Part 30 (2/2)
But a few days ago he hadn't known that his uncle had been illegally collecting magic for years; he hadn't been evicted from his home by the overlord; he hadn't seen the overlord order Uncle Faran and the rest out of the city for no crime but being what they *were.
A few days ago he hadn't been a warlock-and neither had anyone else. The Night of Madness had changed everything.
”Thank you, my lord,” Bern said.
”We'll need a list of everything you need or want,” Hanner said.
”Of course. I'll draw it up as soon as everyone's breakfasted.” ”Good,” Hanner said as he finally picked one of the sausages up from his plate. He took a healthy bite, smiled at the taste, and repeated, with a rather different emphasis, ”Good!”
Chapter Thirty-one.
The midday sun was hot as the people lined up in the garden; Lord Hanner held up a hand to shade his eyes.
Uncle Faran was sorting warlocks again.
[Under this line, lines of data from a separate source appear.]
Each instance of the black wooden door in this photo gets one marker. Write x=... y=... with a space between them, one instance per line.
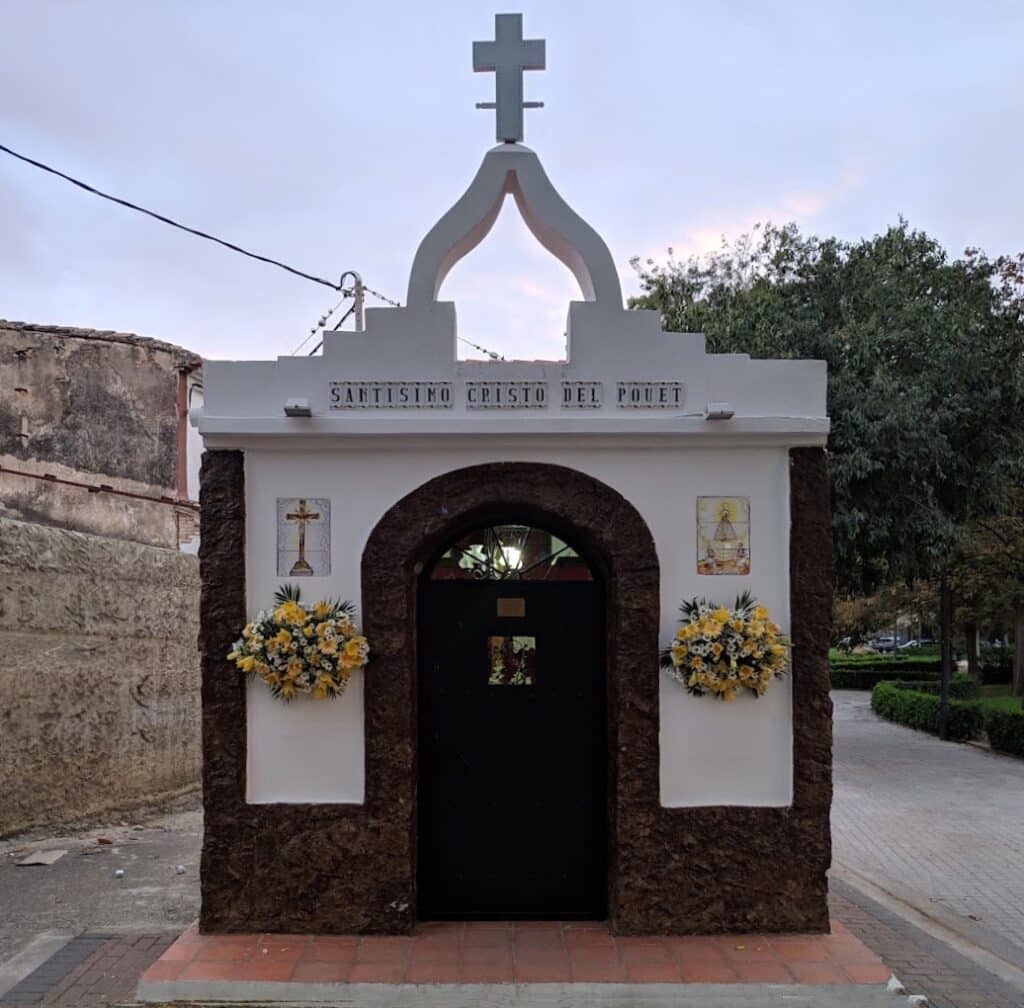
x=513 y=751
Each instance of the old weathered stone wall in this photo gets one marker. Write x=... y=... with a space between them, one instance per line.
x=92 y=407
x=99 y=705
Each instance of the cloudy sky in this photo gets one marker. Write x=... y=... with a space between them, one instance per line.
x=333 y=134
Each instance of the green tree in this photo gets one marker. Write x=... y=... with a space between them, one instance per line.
x=988 y=574
x=926 y=376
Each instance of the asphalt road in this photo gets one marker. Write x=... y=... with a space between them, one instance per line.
x=80 y=892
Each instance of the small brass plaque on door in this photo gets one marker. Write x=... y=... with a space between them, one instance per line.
x=511 y=606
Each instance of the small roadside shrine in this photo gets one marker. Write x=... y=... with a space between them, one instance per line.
x=536 y=733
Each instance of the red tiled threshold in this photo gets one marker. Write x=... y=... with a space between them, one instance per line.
x=516 y=953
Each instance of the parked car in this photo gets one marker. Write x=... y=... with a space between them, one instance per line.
x=916 y=642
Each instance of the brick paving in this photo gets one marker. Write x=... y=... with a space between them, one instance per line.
x=546 y=952
x=940 y=823
x=105 y=975
x=925 y=964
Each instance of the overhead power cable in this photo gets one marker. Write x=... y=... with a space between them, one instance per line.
x=233 y=248
x=168 y=220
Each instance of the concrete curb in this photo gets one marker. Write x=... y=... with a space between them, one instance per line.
x=519 y=995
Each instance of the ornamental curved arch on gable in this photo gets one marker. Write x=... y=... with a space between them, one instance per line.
x=513 y=169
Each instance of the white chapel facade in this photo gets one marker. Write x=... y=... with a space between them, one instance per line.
x=612 y=467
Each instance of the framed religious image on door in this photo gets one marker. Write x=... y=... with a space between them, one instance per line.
x=303 y=537
x=723 y=535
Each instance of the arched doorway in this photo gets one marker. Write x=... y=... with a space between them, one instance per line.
x=410 y=537
x=513 y=740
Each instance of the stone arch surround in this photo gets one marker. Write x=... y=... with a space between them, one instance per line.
x=342 y=868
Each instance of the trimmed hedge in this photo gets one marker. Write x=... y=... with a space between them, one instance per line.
x=904 y=704
x=961 y=687
x=1006 y=730
x=867 y=678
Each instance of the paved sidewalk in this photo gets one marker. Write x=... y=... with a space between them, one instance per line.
x=924 y=964
x=938 y=825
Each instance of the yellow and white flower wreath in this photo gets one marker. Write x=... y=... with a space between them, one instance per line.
x=298 y=647
x=722 y=651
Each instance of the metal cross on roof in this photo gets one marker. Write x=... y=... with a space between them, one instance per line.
x=507 y=57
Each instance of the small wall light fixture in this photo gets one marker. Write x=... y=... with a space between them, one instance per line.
x=719 y=411
x=298 y=408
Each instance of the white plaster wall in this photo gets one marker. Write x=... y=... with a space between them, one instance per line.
x=712 y=753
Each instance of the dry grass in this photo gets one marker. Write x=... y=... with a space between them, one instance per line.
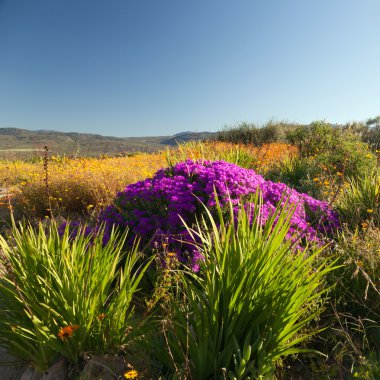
x=78 y=186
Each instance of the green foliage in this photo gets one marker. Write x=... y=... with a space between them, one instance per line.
x=65 y=295
x=333 y=147
x=298 y=173
x=251 y=303
x=248 y=133
x=359 y=202
x=235 y=154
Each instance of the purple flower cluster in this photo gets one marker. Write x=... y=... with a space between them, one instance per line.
x=153 y=208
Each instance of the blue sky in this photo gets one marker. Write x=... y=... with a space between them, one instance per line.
x=156 y=67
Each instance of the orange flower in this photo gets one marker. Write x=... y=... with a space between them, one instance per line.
x=132 y=374
x=67 y=332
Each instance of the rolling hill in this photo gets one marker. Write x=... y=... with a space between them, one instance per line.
x=21 y=143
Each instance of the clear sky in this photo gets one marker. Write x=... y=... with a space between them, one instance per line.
x=159 y=67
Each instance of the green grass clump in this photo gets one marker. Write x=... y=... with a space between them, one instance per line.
x=64 y=295
x=251 y=303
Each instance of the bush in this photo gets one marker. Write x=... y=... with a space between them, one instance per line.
x=333 y=149
x=247 y=133
x=153 y=208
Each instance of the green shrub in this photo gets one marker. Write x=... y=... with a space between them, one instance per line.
x=65 y=295
x=359 y=201
x=248 y=133
x=334 y=149
x=298 y=173
x=251 y=303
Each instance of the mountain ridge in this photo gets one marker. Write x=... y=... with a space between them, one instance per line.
x=24 y=141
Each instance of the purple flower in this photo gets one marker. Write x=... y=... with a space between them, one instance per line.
x=156 y=205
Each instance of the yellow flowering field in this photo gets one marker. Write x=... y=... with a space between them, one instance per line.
x=78 y=186
x=74 y=185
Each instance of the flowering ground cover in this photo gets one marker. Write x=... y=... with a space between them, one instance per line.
x=156 y=207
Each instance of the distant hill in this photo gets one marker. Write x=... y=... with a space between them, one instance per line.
x=15 y=142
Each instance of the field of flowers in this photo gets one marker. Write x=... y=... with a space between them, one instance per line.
x=212 y=260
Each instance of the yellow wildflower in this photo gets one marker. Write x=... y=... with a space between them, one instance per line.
x=132 y=374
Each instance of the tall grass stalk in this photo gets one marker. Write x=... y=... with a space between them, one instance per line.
x=65 y=295
x=251 y=302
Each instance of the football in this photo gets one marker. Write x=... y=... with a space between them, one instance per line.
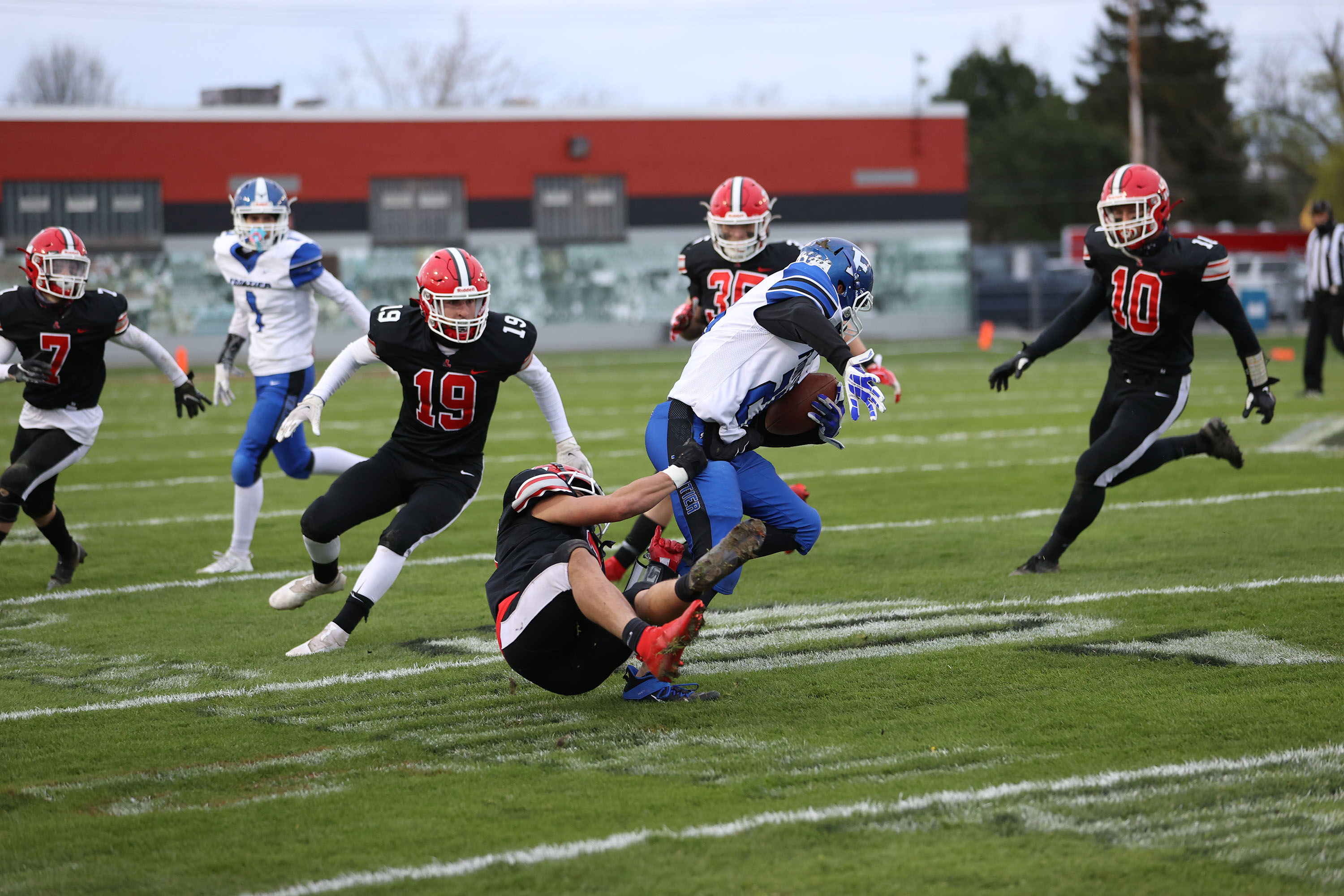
x=789 y=414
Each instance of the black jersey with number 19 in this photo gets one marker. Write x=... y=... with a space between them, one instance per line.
x=448 y=392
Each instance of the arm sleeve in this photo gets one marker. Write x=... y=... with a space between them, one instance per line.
x=334 y=289
x=1073 y=320
x=147 y=346
x=351 y=358
x=799 y=320
x=1226 y=308
x=547 y=397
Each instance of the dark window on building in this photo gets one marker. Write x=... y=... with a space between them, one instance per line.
x=107 y=214
x=422 y=211
x=580 y=210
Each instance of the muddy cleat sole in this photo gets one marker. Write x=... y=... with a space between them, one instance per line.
x=733 y=550
x=648 y=688
x=1034 y=566
x=304 y=589
x=1218 y=443
x=66 y=567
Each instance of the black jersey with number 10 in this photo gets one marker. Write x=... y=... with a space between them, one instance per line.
x=448 y=400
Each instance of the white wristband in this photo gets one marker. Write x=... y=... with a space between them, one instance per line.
x=678 y=476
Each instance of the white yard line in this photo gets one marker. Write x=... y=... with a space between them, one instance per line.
x=863 y=809
x=220 y=579
x=254 y=691
x=1131 y=505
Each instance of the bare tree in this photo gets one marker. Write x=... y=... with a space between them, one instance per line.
x=463 y=73
x=65 y=76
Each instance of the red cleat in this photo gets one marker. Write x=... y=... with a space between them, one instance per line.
x=660 y=646
x=612 y=569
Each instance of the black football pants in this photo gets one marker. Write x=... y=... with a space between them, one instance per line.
x=37 y=457
x=1135 y=410
x=1324 y=318
x=435 y=496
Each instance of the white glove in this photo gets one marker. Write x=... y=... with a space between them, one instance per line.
x=224 y=393
x=862 y=386
x=308 y=412
x=569 y=454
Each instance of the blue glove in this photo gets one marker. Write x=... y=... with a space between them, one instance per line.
x=862 y=386
x=828 y=417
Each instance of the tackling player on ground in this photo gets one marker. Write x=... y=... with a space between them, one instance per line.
x=273 y=272
x=750 y=357
x=61 y=331
x=721 y=268
x=1155 y=285
x=451 y=354
x=560 y=622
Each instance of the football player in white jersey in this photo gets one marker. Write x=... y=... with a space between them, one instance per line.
x=750 y=357
x=273 y=272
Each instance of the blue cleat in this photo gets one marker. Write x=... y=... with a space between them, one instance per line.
x=648 y=688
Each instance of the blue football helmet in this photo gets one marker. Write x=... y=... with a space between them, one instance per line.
x=260 y=197
x=851 y=273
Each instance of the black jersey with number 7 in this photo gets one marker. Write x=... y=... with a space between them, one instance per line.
x=448 y=390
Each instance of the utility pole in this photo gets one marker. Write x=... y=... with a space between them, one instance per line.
x=1136 y=101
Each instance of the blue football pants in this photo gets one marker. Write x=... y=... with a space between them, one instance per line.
x=276 y=398
x=711 y=504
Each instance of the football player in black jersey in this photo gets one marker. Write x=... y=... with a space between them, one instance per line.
x=722 y=267
x=451 y=354
x=61 y=331
x=1155 y=287
x=560 y=622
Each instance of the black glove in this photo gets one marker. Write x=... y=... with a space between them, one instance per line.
x=186 y=396
x=1260 y=400
x=691 y=458
x=31 y=370
x=1014 y=367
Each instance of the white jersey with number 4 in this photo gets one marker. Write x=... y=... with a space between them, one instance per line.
x=738 y=369
x=273 y=300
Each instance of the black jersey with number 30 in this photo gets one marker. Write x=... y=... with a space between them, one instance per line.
x=718 y=284
x=448 y=400
x=70 y=336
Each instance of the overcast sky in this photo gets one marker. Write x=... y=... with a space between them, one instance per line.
x=675 y=53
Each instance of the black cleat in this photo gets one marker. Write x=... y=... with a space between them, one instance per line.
x=733 y=550
x=1218 y=443
x=1035 y=564
x=66 y=566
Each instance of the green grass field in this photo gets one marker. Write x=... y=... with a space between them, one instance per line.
x=898 y=715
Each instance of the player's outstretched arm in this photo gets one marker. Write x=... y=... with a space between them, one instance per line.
x=628 y=500
x=351 y=358
x=549 y=400
x=183 y=390
x=346 y=300
x=225 y=369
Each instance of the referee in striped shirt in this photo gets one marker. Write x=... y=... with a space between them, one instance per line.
x=1326 y=304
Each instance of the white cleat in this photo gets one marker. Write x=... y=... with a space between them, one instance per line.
x=330 y=638
x=300 y=591
x=229 y=562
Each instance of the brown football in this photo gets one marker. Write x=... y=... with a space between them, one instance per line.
x=789 y=414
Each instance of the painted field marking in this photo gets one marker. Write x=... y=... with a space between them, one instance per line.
x=863 y=809
x=220 y=579
x=1131 y=505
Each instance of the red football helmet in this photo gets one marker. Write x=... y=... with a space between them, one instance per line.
x=57 y=264
x=740 y=201
x=453 y=276
x=1140 y=191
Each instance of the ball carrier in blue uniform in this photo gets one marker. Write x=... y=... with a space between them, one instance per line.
x=748 y=358
x=273 y=272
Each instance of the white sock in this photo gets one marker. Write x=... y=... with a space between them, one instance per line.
x=323 y=551
x=379 y=574
x=334 y=461
x=246 y=509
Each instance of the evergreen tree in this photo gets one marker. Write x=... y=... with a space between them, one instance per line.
x=1035 y=164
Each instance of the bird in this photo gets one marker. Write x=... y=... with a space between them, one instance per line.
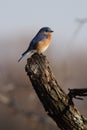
x=39 y=43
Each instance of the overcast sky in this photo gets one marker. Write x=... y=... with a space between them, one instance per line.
x=60 y=15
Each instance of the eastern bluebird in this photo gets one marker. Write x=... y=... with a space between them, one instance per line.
x=40 y=42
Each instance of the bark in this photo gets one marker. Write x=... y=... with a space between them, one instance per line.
x=56 y=103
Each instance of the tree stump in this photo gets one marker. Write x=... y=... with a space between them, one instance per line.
x=56 y=103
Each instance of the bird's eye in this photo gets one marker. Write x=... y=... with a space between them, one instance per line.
x=46 y=31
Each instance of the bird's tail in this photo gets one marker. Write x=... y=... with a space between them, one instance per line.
x=23 y=55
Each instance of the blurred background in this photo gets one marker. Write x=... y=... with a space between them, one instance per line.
x=20 y=20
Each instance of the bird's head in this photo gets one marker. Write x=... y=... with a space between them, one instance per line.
x=45 y=30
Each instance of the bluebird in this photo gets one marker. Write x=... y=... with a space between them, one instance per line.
x=40 y=42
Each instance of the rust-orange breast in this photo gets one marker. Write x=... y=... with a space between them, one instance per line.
x=43 y=45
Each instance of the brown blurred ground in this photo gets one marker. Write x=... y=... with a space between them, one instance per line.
x=69 y=67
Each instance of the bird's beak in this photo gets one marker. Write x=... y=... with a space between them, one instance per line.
x=51 y=31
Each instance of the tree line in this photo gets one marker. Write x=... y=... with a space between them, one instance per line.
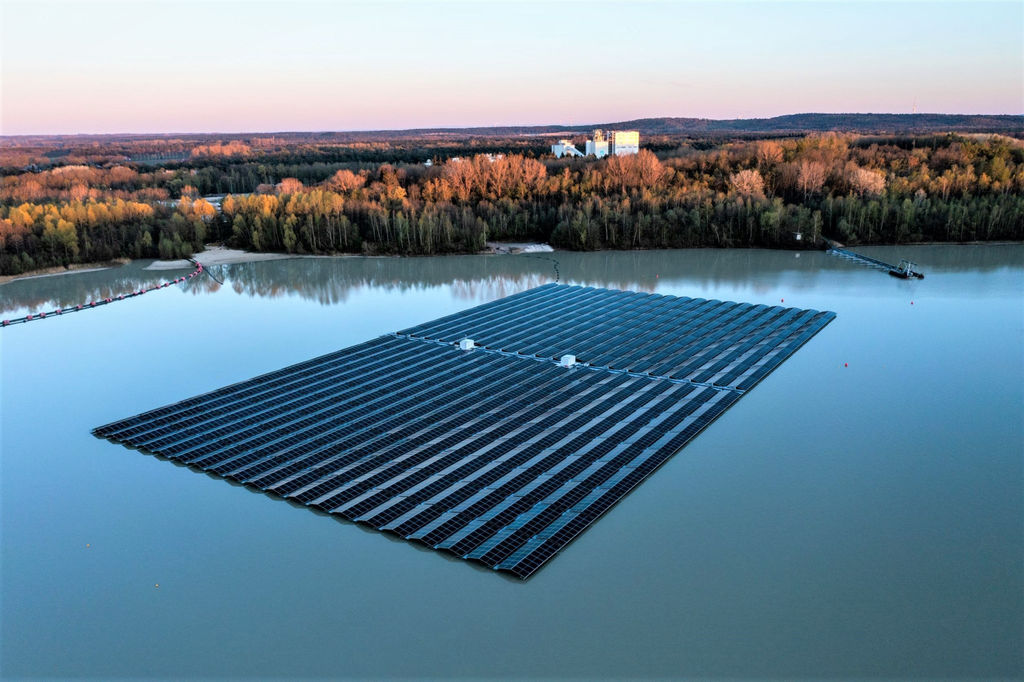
x=735 y=194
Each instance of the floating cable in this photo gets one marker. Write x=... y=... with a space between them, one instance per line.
x=103 y=301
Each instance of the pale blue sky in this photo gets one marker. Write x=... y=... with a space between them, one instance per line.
x=162 y=67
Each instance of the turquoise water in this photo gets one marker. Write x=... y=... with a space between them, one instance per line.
x=858 y=514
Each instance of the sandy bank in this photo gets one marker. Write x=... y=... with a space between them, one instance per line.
x=514 y=247
x=74 y=268
x=215 y=255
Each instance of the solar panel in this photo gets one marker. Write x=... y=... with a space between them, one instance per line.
x=498 y=454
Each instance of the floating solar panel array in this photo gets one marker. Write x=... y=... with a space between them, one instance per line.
x=497 y=453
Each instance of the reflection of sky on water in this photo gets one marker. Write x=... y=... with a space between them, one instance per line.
x=713 y=272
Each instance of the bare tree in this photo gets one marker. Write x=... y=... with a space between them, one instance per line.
x=748 y=183
x=810 y=176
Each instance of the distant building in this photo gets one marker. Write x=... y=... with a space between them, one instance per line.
x=624 y=142
x=617 y=142
x=597 y=146
x=566 y=147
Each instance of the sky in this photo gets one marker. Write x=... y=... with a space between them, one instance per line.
x=152 y=66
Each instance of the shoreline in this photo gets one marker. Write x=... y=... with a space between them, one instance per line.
x=74 y=268
x=218 y=255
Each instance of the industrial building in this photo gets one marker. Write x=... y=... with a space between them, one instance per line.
x=617 y=143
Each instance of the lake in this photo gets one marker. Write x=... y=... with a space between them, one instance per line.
x=859 y=514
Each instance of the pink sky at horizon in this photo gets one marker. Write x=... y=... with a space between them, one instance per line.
x=155 y=68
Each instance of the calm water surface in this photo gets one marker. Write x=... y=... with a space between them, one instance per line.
x=839 y=521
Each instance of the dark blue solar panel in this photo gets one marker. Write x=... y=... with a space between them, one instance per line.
x=496 y=454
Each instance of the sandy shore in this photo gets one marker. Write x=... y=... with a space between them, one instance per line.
x=512 y=247
x=55 y=271
x=214 y=255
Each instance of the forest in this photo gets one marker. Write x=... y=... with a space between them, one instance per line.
x=170 y=197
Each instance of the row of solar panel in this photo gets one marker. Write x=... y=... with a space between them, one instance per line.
x=686 y=339
x=546 y=436
x=482 y=453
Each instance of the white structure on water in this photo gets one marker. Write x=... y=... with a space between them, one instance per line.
x=617 y=142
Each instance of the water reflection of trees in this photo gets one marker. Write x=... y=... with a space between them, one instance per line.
x=62 y=291
x=475 y=279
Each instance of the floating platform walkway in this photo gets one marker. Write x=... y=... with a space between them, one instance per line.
x=905 y=269
x=498 y=433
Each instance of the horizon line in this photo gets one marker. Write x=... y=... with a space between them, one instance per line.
x=493 y=126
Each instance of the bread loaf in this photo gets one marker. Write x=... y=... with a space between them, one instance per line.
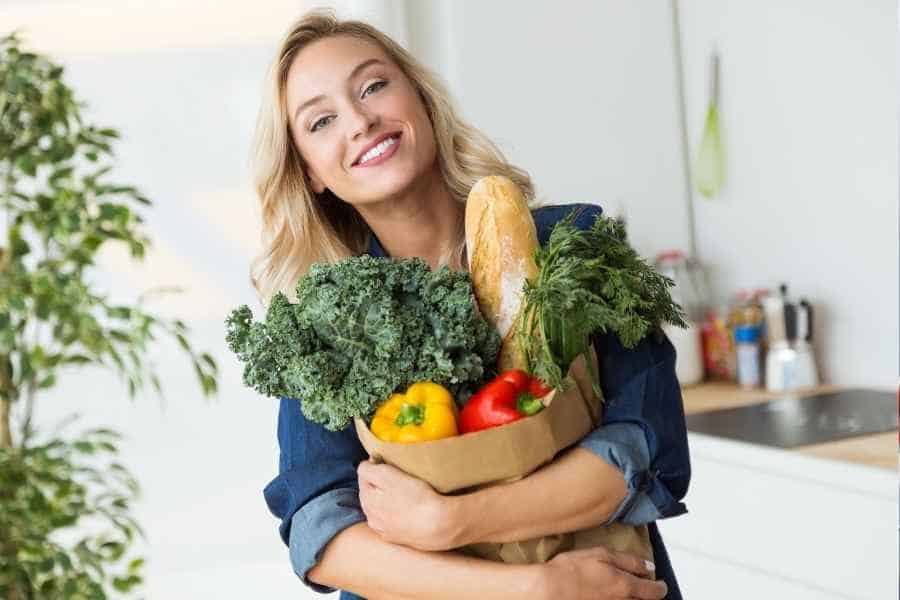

He had, he explained to Hanner, come to the conclusion that the ability to use warlockry really only had one variable: power. All the different things the magic could do, from healing to flying to warlock sight, could be learned, and once learned, the more powerful a warlock was, the better he could do any of them. A warlock couldn't be good at healing but a poor flyer, or a fast flyer unable to lift heavy weights; the magic simply didn't work that way.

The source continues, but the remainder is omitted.